In the film, Vijay’s character is also said to have suggested that the priority should be on building hospitals, not temples.
Also, comic actor Vadivelu showed his empty wallet to a thief in Singapore and thanked Digital India for it being empty.
Neither Tamilisai Sundararajan nor Pon Radhakrishnan has cared to substantiate their opposition to the film’s dialogues.
Only BJP national general secretary of the party H Raja pointed out it is not true that Singapore gives free medical care.
However, Raja took the anti-Vijay campaign to an absurd level by attributing communal motives to the star. He termed the dialogues as being part of “Joseph Vijay’s hate campaign against Modi” insinuating that the star’s criticism of Modi’s policies stemmed from the fact that he is a Christian.
Speaking to Indian Express, Raja said that he was trying to confirm if the film’s producer Hema Rukmani of Thenandal Studios, is also a Christian.
Vijay’s father and producer-director Chandrashekharan pointed out that the film merely reiterates criticism that is already in the public domain, some of it by BJP leaders themselves.
Earlier this week, Kamal Haasan had written an article apologising for supporting Modi’s demonetisation policy and urged the PM to do the same.
BJP leaders are afraid that criticism by a popular star like Vijay, that too in a film, would be far more damaging than the comments of figures such as former finance minister Yashwant Sinha and former disinvestment minister Arun Shourie.
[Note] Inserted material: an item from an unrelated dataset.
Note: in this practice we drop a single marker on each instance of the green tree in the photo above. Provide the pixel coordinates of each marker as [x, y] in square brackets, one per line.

They feel that criticising Modi and his policies is becoming fashionable and mainstream, which can irreparably hurt the party.
Though various pro-BJP groups have shown increasing intolerance of dissent in the last three years, it is the first time that the Tamil Nadu unit of the BJP has done so. In targeting Mersal, which has only passing reference to Centre’s policies, the BJP has shown its mindset that Modi is king and he can do no wrong.